Externalize BOM ingestion pipeline #633

nscuro · 2023-06-27T11:40:06Z

At the moment, processing of uploaded BOMs is happening entirely in-memory.

BomUploadProcessingTasks are enqueued to the internal task queue (see https://github.com/DependencyTrack/hyades/blob/main/WTF.md#why), and processed by the EventService thread pool.

The current design has some downsides:

When the API server crashes or is stopped, queued tasks are lost. Users have to re-upload their BOM again after the API server was restarted, which may or may not be practical, depending on the users' workflows.
Processing can not be shared among multiple instances of the API server.
We do not store the original BOM, because it is not practical to store many large documents in a RDBMS.
If BOMs are re-uploaded for the same project in close succession, we'll run into race conditions, as BOM ingestion is not executed in a single, large DB transaction.

The proposed enhancement involves storage of uploaded BOMs in a Koala-compatible system (e.g. the CycloneDX BOM Repository Server), and publishing "BOM uploaded" events to Kafka. Consumers (API server or specialized workers) consume from the Kafka topic, and perform the actual ingestion into the database.

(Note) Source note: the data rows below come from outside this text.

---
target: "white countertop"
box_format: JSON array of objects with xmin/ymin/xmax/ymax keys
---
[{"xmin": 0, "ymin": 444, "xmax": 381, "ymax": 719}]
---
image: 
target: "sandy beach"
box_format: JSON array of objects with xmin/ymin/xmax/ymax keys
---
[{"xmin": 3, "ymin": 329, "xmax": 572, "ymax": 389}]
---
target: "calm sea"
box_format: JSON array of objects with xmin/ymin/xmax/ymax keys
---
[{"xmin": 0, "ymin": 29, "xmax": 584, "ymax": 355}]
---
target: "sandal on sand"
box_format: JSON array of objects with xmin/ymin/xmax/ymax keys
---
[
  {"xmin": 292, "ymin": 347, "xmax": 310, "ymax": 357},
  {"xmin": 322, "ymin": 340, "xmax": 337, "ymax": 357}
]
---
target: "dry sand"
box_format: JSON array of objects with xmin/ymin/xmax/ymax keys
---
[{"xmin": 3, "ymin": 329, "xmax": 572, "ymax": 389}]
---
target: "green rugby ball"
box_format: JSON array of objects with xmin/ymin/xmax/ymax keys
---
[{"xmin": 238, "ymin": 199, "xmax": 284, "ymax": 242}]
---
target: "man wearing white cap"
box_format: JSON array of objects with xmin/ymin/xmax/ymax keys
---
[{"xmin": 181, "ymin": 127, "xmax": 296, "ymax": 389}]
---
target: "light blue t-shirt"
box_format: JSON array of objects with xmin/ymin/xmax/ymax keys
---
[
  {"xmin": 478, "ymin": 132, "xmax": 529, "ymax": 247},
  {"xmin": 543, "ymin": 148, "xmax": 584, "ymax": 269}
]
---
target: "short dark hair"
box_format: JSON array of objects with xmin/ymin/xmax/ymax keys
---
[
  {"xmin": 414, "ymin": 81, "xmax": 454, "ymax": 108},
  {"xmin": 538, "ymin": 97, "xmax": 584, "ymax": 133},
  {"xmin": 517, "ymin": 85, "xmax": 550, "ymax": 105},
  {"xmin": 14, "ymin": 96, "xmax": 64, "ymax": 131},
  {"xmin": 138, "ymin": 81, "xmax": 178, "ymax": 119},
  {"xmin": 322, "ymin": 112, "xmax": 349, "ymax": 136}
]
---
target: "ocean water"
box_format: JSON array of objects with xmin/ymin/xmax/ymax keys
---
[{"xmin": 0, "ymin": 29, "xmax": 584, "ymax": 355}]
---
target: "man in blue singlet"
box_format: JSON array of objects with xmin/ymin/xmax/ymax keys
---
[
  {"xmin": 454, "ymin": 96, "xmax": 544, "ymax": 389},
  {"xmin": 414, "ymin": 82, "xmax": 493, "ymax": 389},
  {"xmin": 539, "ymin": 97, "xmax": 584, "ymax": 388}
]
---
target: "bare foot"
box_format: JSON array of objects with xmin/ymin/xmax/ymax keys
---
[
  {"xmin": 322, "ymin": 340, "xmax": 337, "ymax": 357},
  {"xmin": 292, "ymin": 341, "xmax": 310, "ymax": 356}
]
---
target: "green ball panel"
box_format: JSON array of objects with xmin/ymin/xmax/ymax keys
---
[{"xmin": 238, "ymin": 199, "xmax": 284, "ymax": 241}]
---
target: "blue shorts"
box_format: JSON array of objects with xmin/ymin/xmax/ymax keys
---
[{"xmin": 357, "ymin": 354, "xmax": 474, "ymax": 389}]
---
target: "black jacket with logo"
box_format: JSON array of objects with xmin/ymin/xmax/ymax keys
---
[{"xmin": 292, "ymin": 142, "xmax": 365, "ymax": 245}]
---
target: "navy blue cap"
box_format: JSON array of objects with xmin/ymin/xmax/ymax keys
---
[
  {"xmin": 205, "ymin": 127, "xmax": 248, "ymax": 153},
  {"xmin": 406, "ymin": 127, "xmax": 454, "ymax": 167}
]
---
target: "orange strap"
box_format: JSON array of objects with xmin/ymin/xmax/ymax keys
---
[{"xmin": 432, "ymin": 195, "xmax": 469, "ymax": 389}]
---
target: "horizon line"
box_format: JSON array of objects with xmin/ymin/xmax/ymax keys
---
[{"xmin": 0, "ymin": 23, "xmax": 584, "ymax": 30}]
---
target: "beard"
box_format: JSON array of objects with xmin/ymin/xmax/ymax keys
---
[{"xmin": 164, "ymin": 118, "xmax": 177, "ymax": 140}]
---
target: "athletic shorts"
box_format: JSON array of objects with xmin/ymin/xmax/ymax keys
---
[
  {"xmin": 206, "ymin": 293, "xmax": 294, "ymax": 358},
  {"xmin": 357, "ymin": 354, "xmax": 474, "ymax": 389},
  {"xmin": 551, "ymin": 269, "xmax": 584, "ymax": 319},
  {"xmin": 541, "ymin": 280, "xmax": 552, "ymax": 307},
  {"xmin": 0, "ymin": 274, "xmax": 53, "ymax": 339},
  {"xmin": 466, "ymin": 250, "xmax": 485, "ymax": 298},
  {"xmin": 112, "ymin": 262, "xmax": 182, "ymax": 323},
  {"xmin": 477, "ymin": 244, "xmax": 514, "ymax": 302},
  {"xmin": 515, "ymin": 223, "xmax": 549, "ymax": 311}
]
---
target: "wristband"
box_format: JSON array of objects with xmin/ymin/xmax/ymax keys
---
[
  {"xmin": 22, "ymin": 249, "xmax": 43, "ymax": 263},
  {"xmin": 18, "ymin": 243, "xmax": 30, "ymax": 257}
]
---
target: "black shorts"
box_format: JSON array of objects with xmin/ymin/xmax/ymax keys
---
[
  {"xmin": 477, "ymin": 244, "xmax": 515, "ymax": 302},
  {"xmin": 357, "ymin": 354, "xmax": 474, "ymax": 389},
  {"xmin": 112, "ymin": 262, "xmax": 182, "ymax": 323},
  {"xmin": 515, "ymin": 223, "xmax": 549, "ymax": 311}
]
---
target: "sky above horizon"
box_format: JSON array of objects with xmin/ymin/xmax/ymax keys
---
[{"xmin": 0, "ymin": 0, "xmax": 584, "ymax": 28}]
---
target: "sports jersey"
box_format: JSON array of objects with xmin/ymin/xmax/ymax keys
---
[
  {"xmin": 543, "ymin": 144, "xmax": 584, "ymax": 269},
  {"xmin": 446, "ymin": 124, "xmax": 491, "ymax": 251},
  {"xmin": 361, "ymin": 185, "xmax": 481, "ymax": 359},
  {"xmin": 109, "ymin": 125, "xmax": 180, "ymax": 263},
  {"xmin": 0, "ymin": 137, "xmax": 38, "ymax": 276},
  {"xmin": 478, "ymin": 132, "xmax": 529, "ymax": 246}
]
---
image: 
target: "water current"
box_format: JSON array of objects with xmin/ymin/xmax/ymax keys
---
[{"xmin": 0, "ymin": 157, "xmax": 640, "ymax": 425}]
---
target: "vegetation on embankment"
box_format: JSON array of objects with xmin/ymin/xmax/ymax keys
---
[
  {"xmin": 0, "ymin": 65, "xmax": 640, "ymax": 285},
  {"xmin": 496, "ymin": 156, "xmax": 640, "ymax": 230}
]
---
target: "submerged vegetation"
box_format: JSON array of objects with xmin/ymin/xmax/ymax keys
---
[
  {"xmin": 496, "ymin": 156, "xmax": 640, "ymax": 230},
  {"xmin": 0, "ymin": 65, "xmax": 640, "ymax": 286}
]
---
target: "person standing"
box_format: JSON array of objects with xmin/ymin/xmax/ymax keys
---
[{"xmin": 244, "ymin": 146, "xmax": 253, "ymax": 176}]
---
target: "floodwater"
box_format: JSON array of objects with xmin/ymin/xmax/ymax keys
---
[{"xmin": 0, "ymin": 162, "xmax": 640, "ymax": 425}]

Processing could then happen in a distributed fashion, by one or more API server instances (or even specialized workers).
Uploaded BOMs would not be lost in case an API server instance is stopped or crashes.
Original BOMs would be retained, and could be referenced by the DT UI.
- See BOM Retention Policy dependency-track#877
Kafka's consumer model would ensure that BOM uploads for the same project are processed serially.
Would allow for policies on original BOMs.
- See Policy: Add support for BOM in policy conditions dependency-track#773
If Koala was able to accept SPDX, but return CycloneDX, we could implement official support for SPDX ingestion.
- See Add support for SPDX v3 dependency-track#1746
Aids in achieving Achieve horizontal scalability of API server #375.

sequenceDiagram
    Client->>+API Server: Upload BOM
    API Server->>Koala: Upload BOM
    Koala->>Koala: Validate BOM
    Koala->>API Server: Location of BOM in Koala (URL)
    API Server->>API Server: Generate and persist correlation ID<br/>identifying the upload
    API Server->>Kafka: Publish event to "BOM uploaded" topic
    Note over API Server, Kafka: Key=Project UUID<br/>Value=Koala URL<br/>Header=Correlation ID
    API Server->>Client: Report correlation ID
    loop continuously
        API Server->>Kafka: Consume from "BOM uploaded" topic
        loop for each event
            API Server->>Koala: Fetch BOM
            API Server->>API Server: Process BOM
            alt processing failed
                API Server->>API Server: Update status of upload in DB to "failed"
                API Server->>Kafka: Publish event to "BOM Processing failed" topic
            else processing succeeded
                API Server->>API Server: Update status of upload in DB to "successful"
                API Server->>Kafka: Publish event to "BOM Processed" topic
                API Server->>API Server: Trigger vuln analysis etc.
            end
        end
    end

Warning
Because BOM processing can take up to multiple minutes for huge BOMs, it is not viable to perform processing in Kafka Streams, where short processing times are mandatory (see #529). We either need to offload processing to a separate thread pool, or write some custom logic around the low-level Kafka consumer.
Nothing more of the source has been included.